No mesmo culto, após uma série de apresentações artísticas, um grupo de pessoas é emocionalmente coagido e subornado a ir até a frente do púlpito e repetir uma oração que lhes dará de forma quase que papal e Salvação eterna, sem que eles tenham nenhum entendimento sobre pecado, necessidade de arrependimento e entrega de suas vidas a Cristo, a única “verdade” que lhes foi dita é uma mentira: “eles precisam deixar Jesus entrar no coração”... mas que Jesus? Alguém lhes disse que o Jesus dançarino da peça com as anjas saltitantes não é o Cristo bíblico? E que ser lavado pelo sangue do Cordeiro não é vestir uma capa feita de TNT branco e dourado?

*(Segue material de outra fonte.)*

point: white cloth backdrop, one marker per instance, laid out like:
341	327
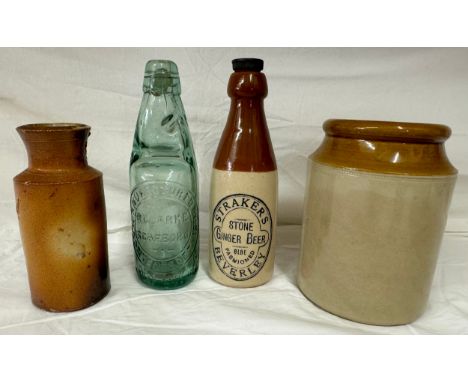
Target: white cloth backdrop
102	88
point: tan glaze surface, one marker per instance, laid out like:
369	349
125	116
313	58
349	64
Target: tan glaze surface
386	147
370	242
376	206
61	212
244	170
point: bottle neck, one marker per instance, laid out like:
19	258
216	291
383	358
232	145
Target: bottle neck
245	144
160	122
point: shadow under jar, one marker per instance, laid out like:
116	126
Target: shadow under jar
376	206
62	218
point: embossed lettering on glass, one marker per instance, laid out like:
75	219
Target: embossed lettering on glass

Não é de se admirar que as igrejas no Brasil estão cheias, mas ao mesmo tempo são como um ônibus que sai do bairro, vai até o centro, e depois retorna ao bairro... ele vai cheio na ida e retorna igualmente cheio, mas não com as mesmas pessoas. As igrejas brasileiras estão cheias de membros temporários, pessoas que passam por alguns meses, ou alguns poucos anos, aproveitando o momento na igreja X e pouco tempo depois mudam-se para a igreja Y, porque lá o “mover” está diferente, estão fazendo algo novo ou apenas por que já não aguentam mais o mesmo de sempre.

Não há alicerces profundos que deveriam ser construídos por pastores e líderes que cuidam bem de suas ovelhas. Não regam as pequenas sementes com a poderosa Palavra de Deus para que se tornem árvores fortes. Jovens neófitos e sem nenhuma capacidade intelectual de guiar suas próprias vidas, sem perspectivas de um futuro pessoal, social ou profissional, são tornados líderes ministeriais e conselheiros, é como colocar um cego a guiar outro cego, não caírão os dois no abismo? (Mateus 15.14).

A igreja brasileira não caminha para um momento de avivamento como muito se grita aos quatros cantos, mas corre a passos largos para uma terrível apostasia... a Palavra de Deus não é somente negligenciada, é afrontada domingo após domingo em centenas de púlpitos... Seu Poder e Eficácia para Salvar o homem são substituídos descaradamente por modelos de crescimento e apresentações circenses. É triste, é lamentável, é horrível o que acontece em algumas igrejas... Se não fosse a minha certeza de que a noiva do Cordeiro não se suja com isso, mas sai incólume pois deposita toda sua esperança no Cristo que a justifica... “Teríamos nos tornado como Sodoma, e teríamos sido feitos como Gomorra.” (Romanos  9.29)

Maranata!
***
Daniel Clós Cesar, escravo da liberdade que só se encontra em Cristo.